Microphone array beamforming has been widely used for speech enhancement, giving rise to a vast number of beamforming methods to optimally suppress interfering sounds. However, the opportunities of these systems in broadcast and consumer audio recording have not been investigated, where wideband capture is a requirement. In this case, the microphone array design plays a significant role, yet despite the various designs from the literature, it is not clear which geometry provides the best performance under a range of criteria relevant for these applications. Moreover, the interactions between the array geometry, the beamformer and other design parameters and their impact on both physical and perceptual quality of extracted audio sources have not been established.

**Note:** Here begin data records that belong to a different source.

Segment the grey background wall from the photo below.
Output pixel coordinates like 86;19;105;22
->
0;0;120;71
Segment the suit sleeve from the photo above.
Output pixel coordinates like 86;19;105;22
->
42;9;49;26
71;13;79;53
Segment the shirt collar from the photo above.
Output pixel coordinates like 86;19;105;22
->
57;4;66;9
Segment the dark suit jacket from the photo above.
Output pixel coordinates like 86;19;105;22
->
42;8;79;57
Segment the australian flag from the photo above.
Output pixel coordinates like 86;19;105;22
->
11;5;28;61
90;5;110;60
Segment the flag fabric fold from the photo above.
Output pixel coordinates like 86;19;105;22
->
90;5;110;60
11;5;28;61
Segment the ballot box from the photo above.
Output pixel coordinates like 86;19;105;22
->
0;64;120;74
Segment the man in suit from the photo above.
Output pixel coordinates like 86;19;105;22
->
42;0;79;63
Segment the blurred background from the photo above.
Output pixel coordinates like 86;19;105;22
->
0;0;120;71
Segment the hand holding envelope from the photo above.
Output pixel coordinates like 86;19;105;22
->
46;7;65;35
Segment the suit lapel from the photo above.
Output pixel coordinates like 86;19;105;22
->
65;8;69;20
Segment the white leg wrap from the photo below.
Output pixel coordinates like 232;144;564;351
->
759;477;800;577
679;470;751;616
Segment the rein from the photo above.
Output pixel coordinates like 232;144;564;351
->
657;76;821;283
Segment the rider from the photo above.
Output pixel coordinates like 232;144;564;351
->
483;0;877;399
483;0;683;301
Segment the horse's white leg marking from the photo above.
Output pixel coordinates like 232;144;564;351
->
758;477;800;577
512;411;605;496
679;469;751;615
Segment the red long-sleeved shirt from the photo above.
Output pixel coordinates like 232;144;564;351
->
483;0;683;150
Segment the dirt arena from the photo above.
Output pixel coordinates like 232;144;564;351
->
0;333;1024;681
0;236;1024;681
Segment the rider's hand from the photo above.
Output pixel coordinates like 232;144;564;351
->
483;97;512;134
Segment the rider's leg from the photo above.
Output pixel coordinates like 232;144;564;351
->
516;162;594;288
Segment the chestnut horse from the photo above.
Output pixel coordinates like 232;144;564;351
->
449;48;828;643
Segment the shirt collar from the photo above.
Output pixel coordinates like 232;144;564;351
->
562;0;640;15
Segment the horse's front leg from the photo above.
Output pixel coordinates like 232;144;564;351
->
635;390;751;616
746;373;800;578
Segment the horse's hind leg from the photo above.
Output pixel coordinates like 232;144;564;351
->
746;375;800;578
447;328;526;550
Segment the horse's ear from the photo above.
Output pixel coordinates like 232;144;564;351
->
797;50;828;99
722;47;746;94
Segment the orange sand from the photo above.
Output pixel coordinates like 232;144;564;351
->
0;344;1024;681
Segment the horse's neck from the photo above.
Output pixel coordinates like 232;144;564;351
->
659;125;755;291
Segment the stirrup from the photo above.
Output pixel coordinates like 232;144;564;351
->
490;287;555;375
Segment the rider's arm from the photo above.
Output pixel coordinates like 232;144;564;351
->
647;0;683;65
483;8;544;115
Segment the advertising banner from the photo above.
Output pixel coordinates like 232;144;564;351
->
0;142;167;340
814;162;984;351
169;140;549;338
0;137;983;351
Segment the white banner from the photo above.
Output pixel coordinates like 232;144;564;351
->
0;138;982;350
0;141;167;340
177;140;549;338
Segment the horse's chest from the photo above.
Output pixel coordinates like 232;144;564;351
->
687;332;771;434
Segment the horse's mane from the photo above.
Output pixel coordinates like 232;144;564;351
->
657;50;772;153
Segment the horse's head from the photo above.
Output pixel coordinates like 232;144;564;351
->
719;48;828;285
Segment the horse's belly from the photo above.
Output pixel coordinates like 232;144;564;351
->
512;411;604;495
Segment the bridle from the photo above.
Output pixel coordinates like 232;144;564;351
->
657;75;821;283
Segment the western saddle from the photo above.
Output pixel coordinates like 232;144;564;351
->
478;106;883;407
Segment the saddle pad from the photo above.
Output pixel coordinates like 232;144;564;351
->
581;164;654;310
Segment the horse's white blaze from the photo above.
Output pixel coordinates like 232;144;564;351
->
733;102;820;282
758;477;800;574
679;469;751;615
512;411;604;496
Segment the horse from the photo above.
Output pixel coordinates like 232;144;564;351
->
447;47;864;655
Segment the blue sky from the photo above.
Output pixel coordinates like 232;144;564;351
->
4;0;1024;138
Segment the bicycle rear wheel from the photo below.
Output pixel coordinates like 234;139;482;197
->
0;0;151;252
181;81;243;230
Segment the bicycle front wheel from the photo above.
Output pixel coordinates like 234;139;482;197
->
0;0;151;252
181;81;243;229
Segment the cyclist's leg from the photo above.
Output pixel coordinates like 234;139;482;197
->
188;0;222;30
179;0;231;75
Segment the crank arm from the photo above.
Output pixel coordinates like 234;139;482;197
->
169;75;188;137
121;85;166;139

The main contribution of this thesis is to determine the uniform microphone array design that maximises the quality of extracted audio sources (or objects) from horizontal sound scenes, since most sound scenes have much larger variation in azimuth than elevation. Both physical and perceptual performance evaluations are conducted with a range of microphone geometries and beamforming methods showing that baffled circular arrays outperform alternative geometries both objectively (in terms of frequency range, spatial resolution, directivity and robustness) and perceptually (based on interference suppression and quality of target and overall sounds). New insights of the interactions between array geometries and beamformers are provided. Moreover, a subjective evaluation of beamforming methods is undertaken showing the benefits of the on-axis distortionless response in combination with very high directivity from the superdirective beamformer, particularly for wideband signals.
In addition to the array geometry, the effects of directivity order and regularisation are further investigated to synthesise frequency-invariant directional responses with the least-squares beamformer. The results exhibit the trade-offs between directivity and robustness with regularisation and between directivity and frequency range with directivity order. Baffled circular arrays perform best consistently for different orders and regularisation parameters. Furthermore, an optimal regularisation parameter is derived that minimises the error between the target and synthesised responses in presence of manifold errors, outperforming constant robustness constraints particularly for gain and positioning errors whose optimal regularised responses are frequency dependent.
The combination of simulation and perceptual results presented in this thesis represents a significant addition to the beamforming literature, potentially influencing the design of future compact microphone arrays.